As the seniors move out into life beyond the Berea Bubble, the Farmers Market is also getting ready to move out for the season. Tonight is the last Friday market and beginning next Saturday, May 4th, we will be returning to the great outdoors on the lawn of St. Joe’s Hospital. The outdoor schedule will be Saturday mornings from 9:00 until noon and Tuesday afternoons from 3:30 to 6:30. A light drizzle won’t stop the outdoor market, but in the event of a heavy downpour or lightning, you can find us back at our indoor location in the pavilion of the Ag. building.
As the days lengthen and warm, produce can practically be seen stretching into the sky. Lettuce, kale, chard, and spinach are out in full force and we’ve even got fresh mint for your juleps this weekend – buy it by the bunch or buy it by the bag! We’ve even got party-sized bags of kale and chard, three pound bags for just $18! There will also be another plant sale at the greenhouse this Saturday from 10-2 for the early birds who can’t wait to get their tomatoes and peppers in the ground. Keep in mind, if you put them out now, you’ll want to keep an eye on the weather and cover them up to protect them from frost.
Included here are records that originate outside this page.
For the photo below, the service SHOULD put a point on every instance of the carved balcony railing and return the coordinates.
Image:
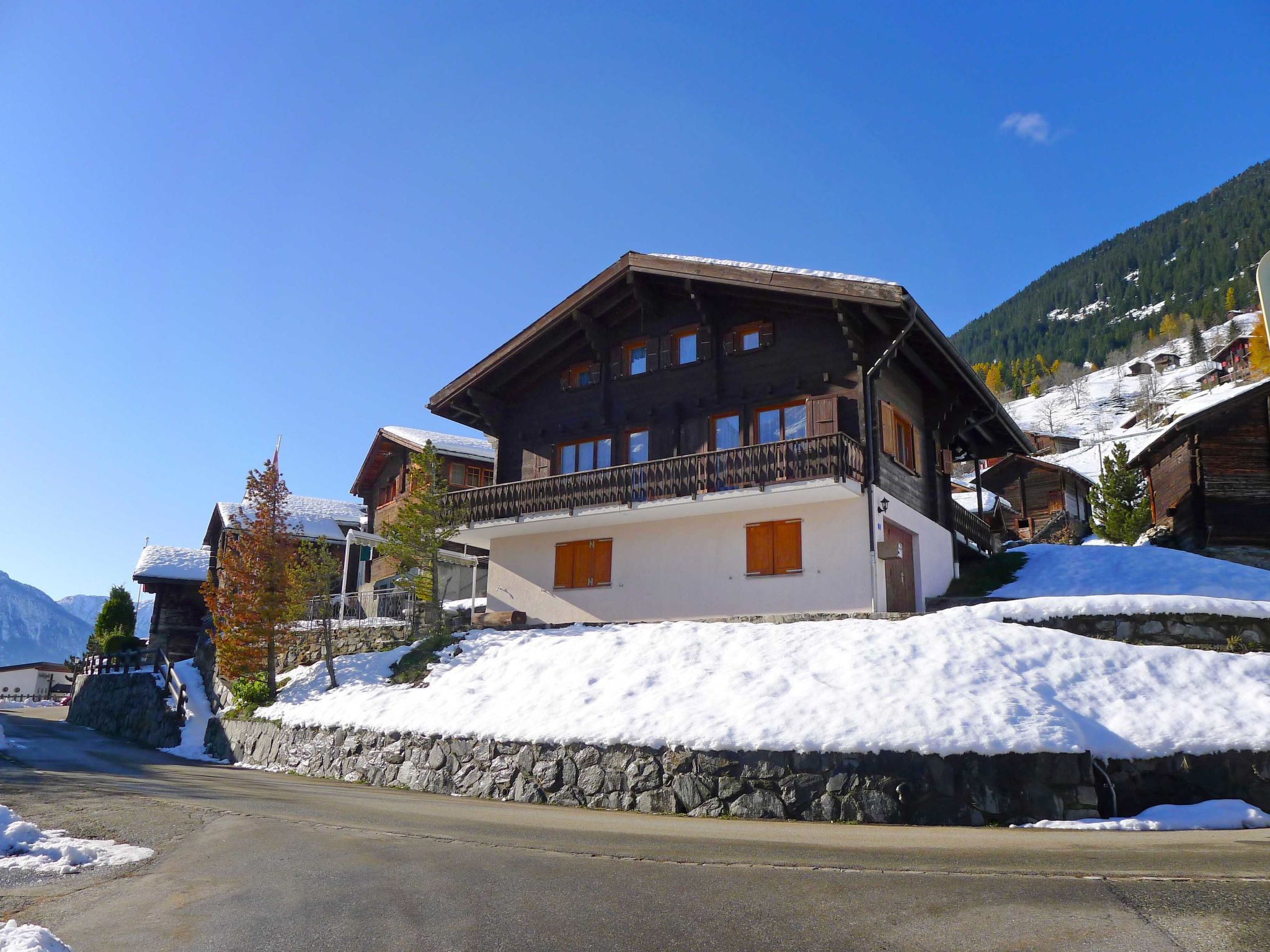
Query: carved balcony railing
(836, 456)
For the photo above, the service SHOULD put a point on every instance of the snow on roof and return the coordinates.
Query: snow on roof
(310, 517)
(1188, 408)
(470, 447)
(172, 563)
(778, 268)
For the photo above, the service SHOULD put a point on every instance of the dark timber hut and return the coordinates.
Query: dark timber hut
(1209, 471)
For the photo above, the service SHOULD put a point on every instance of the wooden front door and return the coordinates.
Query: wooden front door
(901, 587)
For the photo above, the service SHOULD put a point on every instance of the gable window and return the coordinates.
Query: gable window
(748, 338)
(585, 564)
(637, 447)
(774, 547)
(579, 376)
(900, 438)
(585, 455)
(636, 357)
(778, 423)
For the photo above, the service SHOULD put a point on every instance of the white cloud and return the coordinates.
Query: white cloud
(1030, 126)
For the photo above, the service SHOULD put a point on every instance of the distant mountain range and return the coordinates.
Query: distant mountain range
(1183, 262)
(33, 627)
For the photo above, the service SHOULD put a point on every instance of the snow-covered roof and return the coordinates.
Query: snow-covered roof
(450, 443)
(779, 268)
(310, 517)
(172, 564)
(1189, 408)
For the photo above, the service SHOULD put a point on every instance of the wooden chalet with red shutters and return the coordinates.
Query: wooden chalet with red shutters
(466, 462)
(693, 438)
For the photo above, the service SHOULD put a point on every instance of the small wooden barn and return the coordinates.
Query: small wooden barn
(1209, 471)
(1038, 491)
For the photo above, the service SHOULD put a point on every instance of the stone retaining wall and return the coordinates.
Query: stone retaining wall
(130, 706)
(1165, 628)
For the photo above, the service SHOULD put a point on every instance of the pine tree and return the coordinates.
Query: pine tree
(1198, 352)
(253, 602)
(315, 571)
(1121, 503)
(118, 615)
(422, 524)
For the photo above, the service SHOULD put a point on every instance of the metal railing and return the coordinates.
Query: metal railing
(836, 456)
(362, 610)
(134, 662)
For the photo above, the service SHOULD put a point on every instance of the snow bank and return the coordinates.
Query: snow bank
(198, 712)
(23, 845)
(1134, 570)
(922, 684)
(30, 938)
(1209, 815)
(1039, 610)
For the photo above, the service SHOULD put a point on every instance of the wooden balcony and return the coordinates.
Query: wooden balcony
(832, 457)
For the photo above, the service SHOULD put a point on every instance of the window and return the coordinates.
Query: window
(776, 423)
(637, 447)
(580, 375)
(636, 357)
(683, 346)
(586, 455)
(585, 564)
(726, 432)
(900, 438)
(774, 547)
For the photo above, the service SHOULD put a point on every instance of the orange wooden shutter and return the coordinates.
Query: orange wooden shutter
(888, 430)
(788, 546)
(758, 549)
(584, 558)
(564, 565)
(602, 574)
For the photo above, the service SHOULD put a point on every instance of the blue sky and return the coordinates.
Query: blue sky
(225, 221)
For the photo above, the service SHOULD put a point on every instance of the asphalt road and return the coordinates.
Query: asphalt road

On the livestock side, we have a few extra beef cattle available to purchase as wholes and halves. These are sold by the hanging weight ($3.50/lb for a half, $3.25/lb for a whole). Generally speaking, hanging weight is approximately 60% of the live weight (current batch will be ready around June and will be between 800-1100 lbs live weight) and meat yield is around 40% of live weight, depending on how you choose to have your animal processed. We only have a limited number available so please respond to this email if you are interested or have any questions.
Last but not least, we want to remind folks with EBT to come by market tonight to pre-pay your account in anticipation of moving outside where we lose easy access to our food stamp machine and we also want to continue to encourage everyone to donate to Sara’s Harvest Fund in support of the Food Bank and local farmers.
Thanks for your support and see you tonight!
Save the date:
April 27: Plant Sale from 10-2
May 4: MARKET MOVES OUTSIDE! St. Joe’s lawn from 9:00-noon! Find us there every Tuesday from 3:30-6:30 and Saturday 9-noon.